C’est le défi auquel font face les rebelles syriens, pour l’instant avec relativement peu de succès comme en témoigne l’Observatoire syrien des droits de l’homme (OSDH) en diffusant à deux jours d’intervalle des vidéos montrant des exactions commises par les deux camps. La première, tournée et mise en ligne le 1er novembre, montre un groupe d’une dizaine de soldats de l’armée régulière, capturés, allongés sur le sol, roués de coups de pieds puis exécutés sommairement à la mitrailleuse par les rebelles [9].

Arrivant à ce que l’on croyait être argumentation, nous ne trouvâmes que la rhétorique, voire la déception ; et la thèse de monsieur Vilmer, qui commença par un « tu quoque [10] » se finit ironiquement en une synthèse de sorte de « bene dicendi scientia [11] » avec le paragraphe suivant :

Ce constat récurrent, qu’une guerre est toujours sale et que des crimes sont commis des deux côtés, ne doit pas pour autant nous faire sombrer dans un relativisme cynique qui égaliserait toujours les deux parties. Car les crimes commis par les insurgés libyens et syriens ne sont pas comparables à ceux commis par Kadhafi et Assad, ni dans leur ampleur ni dans leur raison d’être, puisqu’ils sont motivés par le droit légitime d’un peuple à s’autodéterminer, non par le désir d’un dictateur de se maintenir au pouvoir. Ces différences ne les excusent pas pour autant : il faut les condamner avec la même fermeté. Mais elles expliquent que l’on doive malgré tout soutenir les insurgés [12].
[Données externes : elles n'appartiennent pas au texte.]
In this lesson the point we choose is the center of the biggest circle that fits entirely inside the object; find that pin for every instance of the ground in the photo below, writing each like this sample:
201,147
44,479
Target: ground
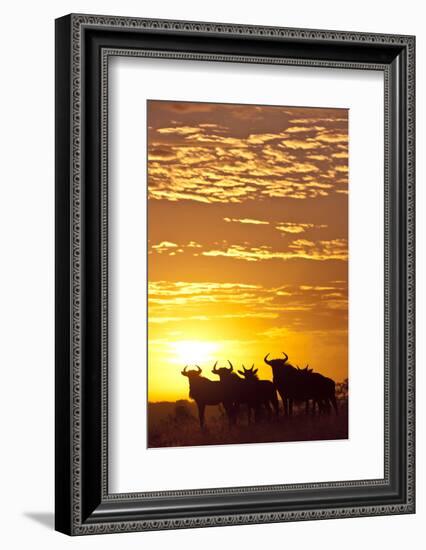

Premièrement, en jetant ses sortilèges à propos de Kadhafi et du président Assad, comme il le fit dans cette phrase « … non par le désir d’un dictateur de se maintenir au pouvoir », monsieur Vilmer n’ajouta rien de nouveau, n’inventa rien d’authentique, car tout eut été déjà dit, tout eut été déjà inventé à propos des dictateurs et des despotes du monde arabe, de leurs désirs bestiaux et de leurs passions mondaines, de leur soif de sang, de leur harem et de leurs grands sérails, tout eut été imaginé et fantasmé par le discours de l’Église au Moyen-âge, le discours orientaliste au XIXe siècle, et le discours colonialiste et impérialiste aux XXe et XXIe siècles ; rien de nouveau, rien d’originel, depuis La Chanson de Roland jusqu’au dernier parchemin de monsieur Vilmer, ni même cette attitude qu’il se donne, dans son article, à condamner, à punir, à pardonner, à psalmodier, à offrir sa clémence lorsqu’il hurla du haut du ciel : « … il faut les condamner avec la même fermeté. Mais elles expliquent que l’on doive malgré tout soutenir les insurgés ».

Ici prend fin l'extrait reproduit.